Sheryl Kimbley is a close friend of the Thunderchild family.
She said he always looked for ways to brighten the day of students who weren’t doing so well and this is why few ever forgot him.
“Victor has a string of people behind him that you can’t even imagine,” she said. “That he just smiled at. That he just put a hand on their shoulder and said, ‘You’re going to be okay. What do you need?’ He was that person for these students wandering the big halls of Carlton.”
Carmen Fourstar is one such student.
While attending Carlton in the late 1990s, she felt out of place until she enrolled in his Native Studies class, she said.
“In many of the classes I was the only Aboriginal person,” she said. “And I faced racism on a daily basis and the teachers wouldn’t do anything about it. And sometimes I faced it from the teachers as well. Now, with Victor, every Native Studies class, he always played round dance and powwow music. When you are part of that life, like myself and my children are, and you’re exposed to an institution where it’s not accepted, and you go into a classroom out of that entire building and you’re accepted, it gave me a huge sense of pride,” Fourstar said.
One of the biggest things Thunderchild did to influence Indigenous students during her time at Carlton was starting a traditional drum group.
This drum group carries on today and Fourstar’s son, Brock, who is a currently a student at the school, is part of it.
Thunderchild’s daughter, Renee, said her father made a conscious decision early on to teach at a non-Indigenous school because he thought it was where he could have the most influence.
“He decided to stay at Carleton, a non-Aboriginal school, because he knew the number of Aboriginals that went to that school and they did not have the support,” she said. “He knew that he could go off to the reserves and make more money but he didn’t want that because his true passion was trying to teach and reach out to the youth.”

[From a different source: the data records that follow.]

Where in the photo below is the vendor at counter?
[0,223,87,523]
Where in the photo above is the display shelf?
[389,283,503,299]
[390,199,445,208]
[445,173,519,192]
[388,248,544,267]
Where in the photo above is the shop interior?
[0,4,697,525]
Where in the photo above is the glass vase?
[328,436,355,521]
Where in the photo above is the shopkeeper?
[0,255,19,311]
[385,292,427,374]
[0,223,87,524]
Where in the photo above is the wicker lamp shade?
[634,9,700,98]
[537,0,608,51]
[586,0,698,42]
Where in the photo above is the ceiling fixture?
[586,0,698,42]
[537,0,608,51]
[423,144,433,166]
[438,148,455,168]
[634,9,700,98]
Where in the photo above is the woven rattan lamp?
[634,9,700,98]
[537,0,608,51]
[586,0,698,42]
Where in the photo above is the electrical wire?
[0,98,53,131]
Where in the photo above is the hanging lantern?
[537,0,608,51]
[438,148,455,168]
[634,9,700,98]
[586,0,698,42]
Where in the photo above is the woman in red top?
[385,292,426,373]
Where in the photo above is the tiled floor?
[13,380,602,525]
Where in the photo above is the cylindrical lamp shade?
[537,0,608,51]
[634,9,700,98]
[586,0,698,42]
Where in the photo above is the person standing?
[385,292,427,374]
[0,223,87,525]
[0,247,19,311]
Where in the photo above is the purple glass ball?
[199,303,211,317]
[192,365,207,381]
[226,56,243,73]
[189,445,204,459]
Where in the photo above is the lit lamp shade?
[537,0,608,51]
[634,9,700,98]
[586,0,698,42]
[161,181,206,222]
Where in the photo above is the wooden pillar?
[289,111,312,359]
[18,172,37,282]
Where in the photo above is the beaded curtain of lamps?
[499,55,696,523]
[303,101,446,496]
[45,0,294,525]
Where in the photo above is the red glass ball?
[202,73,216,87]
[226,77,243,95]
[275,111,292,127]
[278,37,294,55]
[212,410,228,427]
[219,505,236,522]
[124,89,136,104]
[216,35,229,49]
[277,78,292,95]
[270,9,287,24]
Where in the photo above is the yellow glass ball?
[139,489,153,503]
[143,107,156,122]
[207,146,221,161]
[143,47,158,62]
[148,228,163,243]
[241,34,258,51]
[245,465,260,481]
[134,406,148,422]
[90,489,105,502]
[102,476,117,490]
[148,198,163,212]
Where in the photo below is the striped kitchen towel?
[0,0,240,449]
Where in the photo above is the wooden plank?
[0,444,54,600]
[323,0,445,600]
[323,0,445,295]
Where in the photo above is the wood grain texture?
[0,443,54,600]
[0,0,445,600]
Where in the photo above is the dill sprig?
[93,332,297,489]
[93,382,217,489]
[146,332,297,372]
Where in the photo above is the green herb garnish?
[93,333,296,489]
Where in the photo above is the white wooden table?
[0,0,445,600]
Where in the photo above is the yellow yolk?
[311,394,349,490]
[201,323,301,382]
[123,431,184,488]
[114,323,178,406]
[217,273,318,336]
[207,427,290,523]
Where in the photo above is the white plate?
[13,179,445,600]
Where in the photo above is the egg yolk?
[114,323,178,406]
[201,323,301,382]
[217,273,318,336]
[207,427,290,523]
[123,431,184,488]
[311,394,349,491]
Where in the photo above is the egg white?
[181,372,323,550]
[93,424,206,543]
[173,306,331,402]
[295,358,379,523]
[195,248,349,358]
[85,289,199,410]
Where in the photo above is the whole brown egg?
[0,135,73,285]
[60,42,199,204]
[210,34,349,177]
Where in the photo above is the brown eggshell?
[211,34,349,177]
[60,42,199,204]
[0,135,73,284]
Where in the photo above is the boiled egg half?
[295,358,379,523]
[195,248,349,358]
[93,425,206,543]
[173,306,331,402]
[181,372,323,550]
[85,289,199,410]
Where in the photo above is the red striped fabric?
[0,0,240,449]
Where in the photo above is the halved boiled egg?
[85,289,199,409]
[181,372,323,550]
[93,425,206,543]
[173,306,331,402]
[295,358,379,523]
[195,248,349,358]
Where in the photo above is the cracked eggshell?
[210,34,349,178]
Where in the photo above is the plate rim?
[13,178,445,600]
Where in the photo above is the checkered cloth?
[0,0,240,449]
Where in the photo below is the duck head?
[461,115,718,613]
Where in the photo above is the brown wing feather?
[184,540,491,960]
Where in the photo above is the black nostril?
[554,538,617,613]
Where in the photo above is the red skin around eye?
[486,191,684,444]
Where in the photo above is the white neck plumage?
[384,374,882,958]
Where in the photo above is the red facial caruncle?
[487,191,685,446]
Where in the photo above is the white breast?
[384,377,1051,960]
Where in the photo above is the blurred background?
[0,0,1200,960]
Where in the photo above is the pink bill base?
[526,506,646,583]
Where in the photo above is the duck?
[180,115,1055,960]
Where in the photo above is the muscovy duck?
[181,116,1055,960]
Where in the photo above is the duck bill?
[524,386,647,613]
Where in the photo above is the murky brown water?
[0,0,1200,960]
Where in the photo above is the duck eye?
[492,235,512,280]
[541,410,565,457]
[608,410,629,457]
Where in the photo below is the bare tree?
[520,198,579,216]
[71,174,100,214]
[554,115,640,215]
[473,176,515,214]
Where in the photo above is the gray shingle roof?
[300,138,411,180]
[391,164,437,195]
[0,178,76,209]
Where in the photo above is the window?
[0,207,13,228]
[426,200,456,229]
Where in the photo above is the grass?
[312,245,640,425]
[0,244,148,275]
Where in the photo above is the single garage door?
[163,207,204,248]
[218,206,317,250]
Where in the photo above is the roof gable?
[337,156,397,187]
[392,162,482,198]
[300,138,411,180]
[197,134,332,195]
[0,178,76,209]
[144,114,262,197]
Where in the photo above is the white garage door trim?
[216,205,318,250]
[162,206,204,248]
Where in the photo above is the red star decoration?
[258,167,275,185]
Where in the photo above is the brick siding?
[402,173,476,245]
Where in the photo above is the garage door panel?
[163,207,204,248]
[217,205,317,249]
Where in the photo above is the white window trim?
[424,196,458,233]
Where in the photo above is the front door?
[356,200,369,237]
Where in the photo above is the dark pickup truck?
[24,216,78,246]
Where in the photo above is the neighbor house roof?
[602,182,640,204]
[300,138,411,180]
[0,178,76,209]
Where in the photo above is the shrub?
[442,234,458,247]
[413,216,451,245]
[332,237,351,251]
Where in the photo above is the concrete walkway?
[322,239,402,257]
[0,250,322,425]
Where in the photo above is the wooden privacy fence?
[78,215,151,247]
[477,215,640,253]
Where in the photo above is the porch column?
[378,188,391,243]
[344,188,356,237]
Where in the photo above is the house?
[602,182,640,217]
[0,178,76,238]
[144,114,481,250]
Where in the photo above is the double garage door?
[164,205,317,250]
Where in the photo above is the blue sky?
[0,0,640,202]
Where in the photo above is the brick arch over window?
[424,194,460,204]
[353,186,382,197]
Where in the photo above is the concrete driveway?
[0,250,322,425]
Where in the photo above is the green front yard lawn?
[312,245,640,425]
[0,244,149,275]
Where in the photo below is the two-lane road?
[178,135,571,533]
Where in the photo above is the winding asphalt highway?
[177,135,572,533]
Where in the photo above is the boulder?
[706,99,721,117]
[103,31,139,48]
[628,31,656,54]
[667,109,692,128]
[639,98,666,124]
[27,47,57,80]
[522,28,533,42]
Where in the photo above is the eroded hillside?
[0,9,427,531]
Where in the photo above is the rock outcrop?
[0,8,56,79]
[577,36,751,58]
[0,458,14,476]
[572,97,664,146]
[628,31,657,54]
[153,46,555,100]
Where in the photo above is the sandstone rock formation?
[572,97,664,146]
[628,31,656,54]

Thunderchild mentored Indigenous students in any way he could. Besides organizing traditional activities, he took an active role in coaching sports such as volleyball and softball.
In his later years, Thunderchild worked as a guidance counsellor at Carlton and in fall 2020 he spearheaded a program to teach the Cree language to kindergarten students at John Diefenbaker Public School in Prince Albert.
In one of his final public statements on Twitter, Thunderchild was critical of Premier Scott Moe and the Saskatchewan government for not prioritizing teachers for COVID-19 vaccinations.
Victor Thunderchild is survived by his wife Violet, children Jeremy, Renee and Ryanda, his mother Mary Thunderchild, two grandchildren and a number of siblings.